Thank you for the response. Maybe I wasn’t clear, and maybe I don’t understand. In the reply to the first questioner, the position expressed is that only according to the religious conception is a person not the owner of his life, whereas in a secular moral conception a person does own his life, and therefore a person has legitimacy to take his own life according to his will.
My question is whether the religious component is really needed for the prohibition of doing so. Seemingly the moral facts required are also available to the secular moral person.
That is, if the thin God portrayed in “The Argument” is also necessary in the secular moral worldview, then it follows that there is a God who grounds normative facts. Meaning, such a God created the normative facts and also created man, so that there would be a God with all authority to demand that man obey them.
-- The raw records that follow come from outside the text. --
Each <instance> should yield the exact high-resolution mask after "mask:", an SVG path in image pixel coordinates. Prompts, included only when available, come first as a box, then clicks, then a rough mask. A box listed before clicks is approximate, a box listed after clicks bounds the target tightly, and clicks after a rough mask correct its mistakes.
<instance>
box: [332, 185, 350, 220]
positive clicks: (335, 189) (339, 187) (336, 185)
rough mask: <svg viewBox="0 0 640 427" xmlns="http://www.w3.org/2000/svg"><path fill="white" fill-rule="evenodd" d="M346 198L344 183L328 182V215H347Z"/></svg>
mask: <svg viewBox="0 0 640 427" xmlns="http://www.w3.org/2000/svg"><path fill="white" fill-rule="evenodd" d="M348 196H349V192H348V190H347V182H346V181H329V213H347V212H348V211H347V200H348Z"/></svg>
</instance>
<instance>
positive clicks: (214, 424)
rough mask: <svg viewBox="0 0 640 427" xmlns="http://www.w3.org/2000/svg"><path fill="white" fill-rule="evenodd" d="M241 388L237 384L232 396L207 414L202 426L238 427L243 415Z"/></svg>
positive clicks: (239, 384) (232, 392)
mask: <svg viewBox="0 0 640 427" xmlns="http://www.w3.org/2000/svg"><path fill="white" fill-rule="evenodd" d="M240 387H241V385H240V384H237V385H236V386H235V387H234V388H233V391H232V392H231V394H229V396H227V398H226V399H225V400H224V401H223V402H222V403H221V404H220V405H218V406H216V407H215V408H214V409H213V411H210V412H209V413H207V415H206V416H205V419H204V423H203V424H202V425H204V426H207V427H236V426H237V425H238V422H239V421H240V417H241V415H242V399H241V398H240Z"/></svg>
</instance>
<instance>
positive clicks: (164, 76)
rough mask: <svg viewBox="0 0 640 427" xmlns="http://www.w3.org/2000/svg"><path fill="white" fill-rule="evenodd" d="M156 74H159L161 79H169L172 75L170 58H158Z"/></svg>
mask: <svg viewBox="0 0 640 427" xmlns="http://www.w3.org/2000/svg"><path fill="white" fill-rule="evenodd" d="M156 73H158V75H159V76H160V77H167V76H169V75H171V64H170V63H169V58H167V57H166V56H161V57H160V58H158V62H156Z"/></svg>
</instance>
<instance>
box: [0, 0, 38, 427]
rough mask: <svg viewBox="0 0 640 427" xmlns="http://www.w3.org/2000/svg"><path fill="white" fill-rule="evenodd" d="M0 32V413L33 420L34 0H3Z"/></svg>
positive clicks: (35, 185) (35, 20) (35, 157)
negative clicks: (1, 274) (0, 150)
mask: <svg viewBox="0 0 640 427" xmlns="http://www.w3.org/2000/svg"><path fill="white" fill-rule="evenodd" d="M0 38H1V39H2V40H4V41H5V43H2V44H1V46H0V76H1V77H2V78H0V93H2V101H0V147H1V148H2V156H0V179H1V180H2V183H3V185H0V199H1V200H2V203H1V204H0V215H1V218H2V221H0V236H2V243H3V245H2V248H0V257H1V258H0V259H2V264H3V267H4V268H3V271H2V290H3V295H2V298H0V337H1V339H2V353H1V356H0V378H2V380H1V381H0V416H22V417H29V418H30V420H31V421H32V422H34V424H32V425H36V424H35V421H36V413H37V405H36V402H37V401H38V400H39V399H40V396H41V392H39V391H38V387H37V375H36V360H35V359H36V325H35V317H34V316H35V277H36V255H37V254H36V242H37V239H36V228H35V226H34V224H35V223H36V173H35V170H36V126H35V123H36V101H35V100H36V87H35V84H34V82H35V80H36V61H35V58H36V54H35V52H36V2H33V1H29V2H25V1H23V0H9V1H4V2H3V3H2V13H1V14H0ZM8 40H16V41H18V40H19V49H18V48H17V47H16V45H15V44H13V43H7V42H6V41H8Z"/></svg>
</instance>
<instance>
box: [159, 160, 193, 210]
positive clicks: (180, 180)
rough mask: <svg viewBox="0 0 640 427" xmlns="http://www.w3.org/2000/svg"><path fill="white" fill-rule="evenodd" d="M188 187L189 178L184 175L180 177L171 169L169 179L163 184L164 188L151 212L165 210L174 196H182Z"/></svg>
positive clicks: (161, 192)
It would seem simply that this picture is enough, even without a religious component, to identify a moral norm (which may perhaps conflict with others) prohibiting a person from taking his own life, on the grounds that life is not his, that he has a task he must fulfill, and so forth. Thanks again.

Michi (2022-02-28)

You mean to ask how I spoke here about secular morality and religious morality? I answered that secular morality is morality with a metaphysical-deistic God, not a religious one. A God who does not forbid suicide (in that person’s view). Of course, it can also be morality without God at all, as Enoch himself believes, even if in my opinion that is not logical (or else it is an implicit belief).

The Last Decisor (2022-02-28)

A person who cares about moral and halakhic questions when he comes to kill himself apparently is not in such a bad state, and therefore it is forbidden for him to commit suicide.
On the other hand, a person whose state is so bad that he doesn’t care about anything has already committed suicide.
The hard ethical question is whether doctors are permitted to keep a person alive in a vegetative state or on a ventilator.

Riva (2022-02-28)

Thanks again for the response. I’ll try to sharpen the question once more, and sorry for the bother. What I meant to ask was specifically within the framework of the deistic moral worldview: whether one cannot identify the existence of a prohibition on self-killing there as well (in a narrow description, a conception that can arise from the fact that there is One who gave a person life and imposed on him a mission to do good), or whether one specifically needs a religious God in order to identify this prohibition, by way of revelation.
The Rabbi wrote above that in the religious conception a person is not master of his life; but while an atheistic ethicist (who in the Rabbi’s view is inconsistent or a hidden believer) does not see the fact of creation and the mission imposed on man, the deistic ethicist can perceive them. If so, according to his approach, should there be a prohibition, even if he does not hold a religious worldview? Hope this time I was clearer.

Michi (2022-02-28)

I think I already answered earlier (unless you’re still not being clear). I am arguing that in the case of deism there is room to think that God does not forbid suicide. If you think He does—then yes. But there is room for both interpretations.